University of New Brunswick
Clinical trials are conducted to test treatment safety and to provide high quality data for healthcare decision making. They are usually divided into phases I through IV with phase III being among the key steps for making decisions on new drug development. Most phase III trials continue to use the traditional Null Hypothesis Significance Testing (NHST) and P-values. Many of the drawbacks of NHST revolve around the sensitivity to sample size,and the arbitrary 1%, 5% and 10% statistical thresholds that only account for how much Type I error the investigators are willing to accept, without fully considering either the probability of making Type II error or the effect size. There have been many suggested alternatives to NHST but, few, if any, attempts have been made to address its key limitations. Optimal alpha is a method that is explicitly designed to address the key limitations of NHST and provide a study-specific threshold that minimizes the overall probability of making an error and present conclusions with unequivocal considerations of effect sizes. If using optimal α influences our decisions, e.g. concluding a drug should have been approved when it was previously decided otherwise, then this could have large implications for clinical research.
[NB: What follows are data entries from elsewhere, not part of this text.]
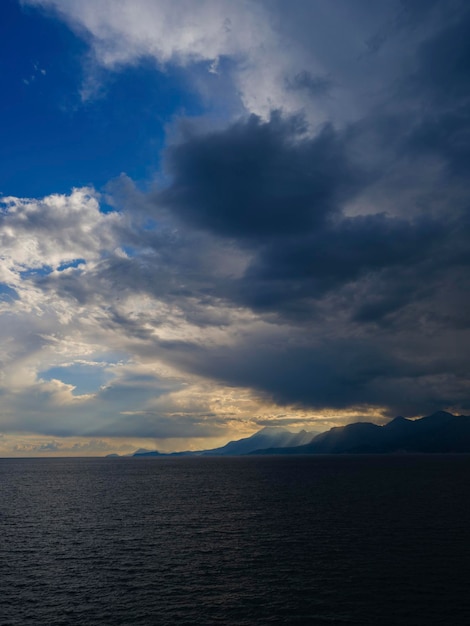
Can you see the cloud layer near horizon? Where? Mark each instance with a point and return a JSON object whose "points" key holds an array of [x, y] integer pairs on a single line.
{"points": [[311, 260]]}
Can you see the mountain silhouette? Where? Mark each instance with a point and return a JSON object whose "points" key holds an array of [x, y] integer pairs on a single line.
{"points": [[269, 437], [439, 432]]}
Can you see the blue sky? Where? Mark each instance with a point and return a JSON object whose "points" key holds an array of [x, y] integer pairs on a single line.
{"points": [[217, 215]]}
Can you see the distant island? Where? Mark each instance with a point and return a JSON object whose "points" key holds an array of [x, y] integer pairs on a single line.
{"points": [[440, 432]]}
The purpose of this study was to re-analyze 2,197 statistical tests from published phase III cancer clinical trials using optimal α, and compare conclusions that were originally reached using traditional NHST thresholds to those reached using optimal α. My results show that in 23.6% of the tests conclusions were inconsistent. This suggests that if one of our goals in healthcare research is to minimize the costs of making mistakes, then using the arbitrary NHST thresholds is often leading to wrong conclusions in clinical trials. Optimal α could improve our ability to make decisions and clinicians using NHST should apply optimal α rather than the traditional thresholds of 1%, 5% and 10%.